Budget airline Norwegian has blamed “significant costs” including its rapid expansion, fuel price rises and leasing costs for its plunge into the red in 2017.
The carrier made a net loss of £27.4 million in the calendar year, compared to a profit of £104 million in 2016. In the final quarter of 2017, the airline lost £84 million, compared to last year’s profit of £18 million.
The carrier said “major investments” had been made in 2017 to “prepare for future growth” and blamed “significant costs related to increased fuel prices, wet lease and passenger care”.
The fourth quarter loss is despite revenue rising 30% to £716.5 million driven by the airline’s international growth plus increased traffic in the Nordic region. However, fuel costs rose 44% in this quarter and leasing costs by 52% due to the delivery of five Boeing 787s and 24 737s.
In a statement, chief executive Bjorn Kjos said: “We are not at all satisfied with the 2017 results. However, the year was also characterized by global expansion driven by new routes, high load factors and continued fleet renewal.

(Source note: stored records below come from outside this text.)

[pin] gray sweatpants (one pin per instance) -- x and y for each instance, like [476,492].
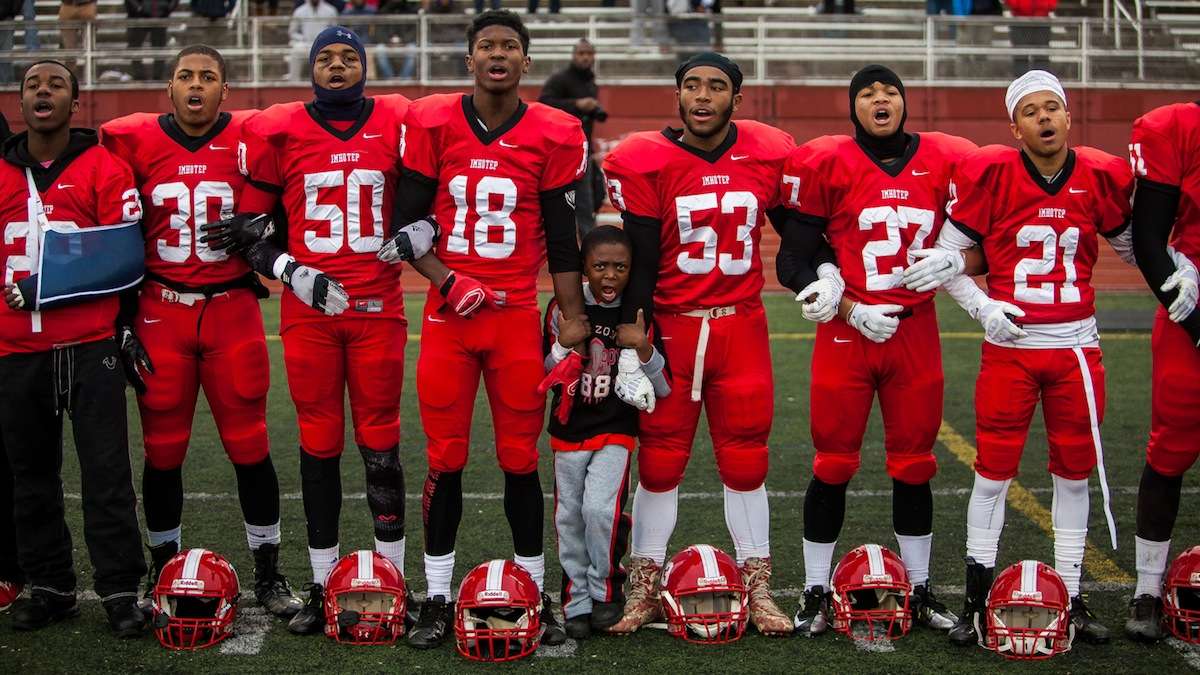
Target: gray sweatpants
[593,531]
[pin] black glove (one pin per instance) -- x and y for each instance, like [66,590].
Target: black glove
[133,356]
[237,233]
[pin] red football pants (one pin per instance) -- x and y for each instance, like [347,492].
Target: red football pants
[1071,384]
[504,346]
[906,372]
[738,395]
[216,344]
[327,357]
[1175,399]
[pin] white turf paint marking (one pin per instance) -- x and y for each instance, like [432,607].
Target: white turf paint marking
[249,632]
[684,496]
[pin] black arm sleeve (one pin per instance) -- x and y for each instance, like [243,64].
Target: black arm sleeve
[558,219]
[414,198]
[643,272]
[1153,216]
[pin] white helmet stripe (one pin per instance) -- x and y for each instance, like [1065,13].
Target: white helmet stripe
[875,559]
[708,560]
[496,575]
[366,565]
[192,563]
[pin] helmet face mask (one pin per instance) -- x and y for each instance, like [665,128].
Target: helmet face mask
[365,599]
[870,595]
[195,601]
[1027,613]
[497,616]
[703,596]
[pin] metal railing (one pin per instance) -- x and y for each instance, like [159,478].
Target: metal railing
[772,48]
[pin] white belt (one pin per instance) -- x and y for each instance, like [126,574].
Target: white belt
[697,372]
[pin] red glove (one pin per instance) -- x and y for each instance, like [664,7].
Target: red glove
[467,296]
[567,374]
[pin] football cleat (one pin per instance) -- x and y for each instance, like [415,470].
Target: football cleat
[643,603]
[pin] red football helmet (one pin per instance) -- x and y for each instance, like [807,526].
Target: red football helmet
[195,601]
[1029,613]
[703,596]
[871,589]
[1181,596]
[497,614]
[365,599]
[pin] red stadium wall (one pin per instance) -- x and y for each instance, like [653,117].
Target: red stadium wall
[1102,118]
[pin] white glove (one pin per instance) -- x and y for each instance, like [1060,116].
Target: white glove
[994,316]
[821,298]
[1185,280]
[875,321]
[411,243]
[633,386]
[933,268]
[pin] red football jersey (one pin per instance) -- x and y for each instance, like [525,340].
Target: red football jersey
[336,185]
[1041,239]
[185,183]
[876,214]
[1165,148]
[94,189]
[490,184]
[712,207]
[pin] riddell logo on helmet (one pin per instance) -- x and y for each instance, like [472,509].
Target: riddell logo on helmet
[498,595]
[187,585]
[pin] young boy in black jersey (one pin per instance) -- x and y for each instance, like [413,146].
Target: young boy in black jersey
[593,434]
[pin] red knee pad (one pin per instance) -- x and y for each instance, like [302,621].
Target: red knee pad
[835,467]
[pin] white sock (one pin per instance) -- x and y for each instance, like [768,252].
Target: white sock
[322,561]
[817,562]
[259,535]
[394,551]
[748,517]
[160,538]
[438,572]
[654,518]
[1151,565]
[1069,515]
[915,553]
[534,565]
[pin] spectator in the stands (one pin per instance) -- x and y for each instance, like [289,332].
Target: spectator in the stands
[137,35]
[307,21]
[1031,34]
[574,89]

“Norwegian is far better positioned for 2018, with stronger bookings, a growing network of intercontinental routes complementing our vast European network and not least, a better staffing situation. Our major global expansion reaches its peak in the second half of 2018, when 32 of our 42 Dreamliners on order will have been put into service,” Kjos added.
Norwegian’s capacity rose 25% in 2017 and will rise by 32% this year as it continues its expansion. This will peak in the second half of the year, when 32 of the 42 Boeing 787 Dreamliners will be in service. Earlier this week, Kjos was in London to confirm Gatwick as the centre point of its expansion plans, hinting at more services to the US and Asia to come.
Kjos said he could have expanded at a slower pace but that slots would not be available at key airports “in two or three years”.